Boliwijska rzecznik praw człowieka, Nadia Cruz oceniła, że telewizja poszukuje "taniej sensacji", a transmisja była sprzeczna z porządkiem prawnym i może ona spowodować wybuch zbiorowego lęku.
ZOBACZ: Koronawirus. Najnowsze informacje z Polski i świata [RELACJA]
"To potworny brak szacunku dla zmarłych oraz ich rodzin. W walce z tym wirusem straciliśmy również empatię" - napisała na Twitterze dziennikarka Maria Trigo z gazety "El Deber de Santa Cruz".
"Pokazanie ostatnich chwil życia człowieka świadczy o braku szacunku dla nas wszystkich" - uważa Fabiola Chambi z "Cochabamba Los Tiempos".

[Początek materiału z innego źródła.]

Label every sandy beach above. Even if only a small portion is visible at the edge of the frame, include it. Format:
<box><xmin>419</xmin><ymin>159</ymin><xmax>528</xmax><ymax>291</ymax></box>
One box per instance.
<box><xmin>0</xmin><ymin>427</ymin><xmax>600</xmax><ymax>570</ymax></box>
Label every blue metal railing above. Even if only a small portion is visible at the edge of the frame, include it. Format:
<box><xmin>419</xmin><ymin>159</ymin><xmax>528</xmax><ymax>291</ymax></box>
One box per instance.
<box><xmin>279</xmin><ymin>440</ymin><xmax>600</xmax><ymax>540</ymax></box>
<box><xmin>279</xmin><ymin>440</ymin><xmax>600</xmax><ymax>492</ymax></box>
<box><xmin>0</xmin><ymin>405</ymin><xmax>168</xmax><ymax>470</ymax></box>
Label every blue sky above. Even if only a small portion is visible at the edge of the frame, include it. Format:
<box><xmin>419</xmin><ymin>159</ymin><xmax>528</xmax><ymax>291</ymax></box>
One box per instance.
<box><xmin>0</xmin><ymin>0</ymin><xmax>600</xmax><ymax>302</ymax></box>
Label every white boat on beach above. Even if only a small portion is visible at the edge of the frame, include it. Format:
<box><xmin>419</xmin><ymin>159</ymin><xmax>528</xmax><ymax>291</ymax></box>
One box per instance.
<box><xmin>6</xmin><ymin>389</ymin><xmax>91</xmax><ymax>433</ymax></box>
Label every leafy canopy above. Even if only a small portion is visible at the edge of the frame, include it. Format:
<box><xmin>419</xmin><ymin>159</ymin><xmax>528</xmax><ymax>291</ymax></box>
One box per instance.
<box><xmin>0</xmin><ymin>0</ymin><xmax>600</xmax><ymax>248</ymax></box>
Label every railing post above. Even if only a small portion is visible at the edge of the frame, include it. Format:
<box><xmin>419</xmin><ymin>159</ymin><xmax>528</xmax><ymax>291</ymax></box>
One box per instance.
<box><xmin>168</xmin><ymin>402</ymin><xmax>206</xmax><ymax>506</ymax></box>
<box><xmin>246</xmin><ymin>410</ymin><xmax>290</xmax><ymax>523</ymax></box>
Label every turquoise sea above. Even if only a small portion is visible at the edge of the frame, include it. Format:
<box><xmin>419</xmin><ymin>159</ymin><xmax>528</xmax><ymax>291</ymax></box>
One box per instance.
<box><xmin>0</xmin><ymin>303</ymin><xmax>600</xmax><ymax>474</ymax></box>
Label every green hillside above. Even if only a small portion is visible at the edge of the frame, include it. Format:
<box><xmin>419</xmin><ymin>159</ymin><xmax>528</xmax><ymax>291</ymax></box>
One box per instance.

Duża liczba zakażonych, wysoka śmiertelność
Wydawca programu który emitowany jest każdej nocy, tłumaczył, że podjął decyzję o pokazaniu śmierci pacjenta z COVID-19, aby wstrząsnąć władzami, które zaniedbały właściwych działań na rzecz służby zdrowia.
W regionie, gdzie zmarł pacjent zarejestrowano 60 procent z 21 tys. zakażeń koronawirusem w Boliwii i połowę z 700 śmiertelnych ofiar.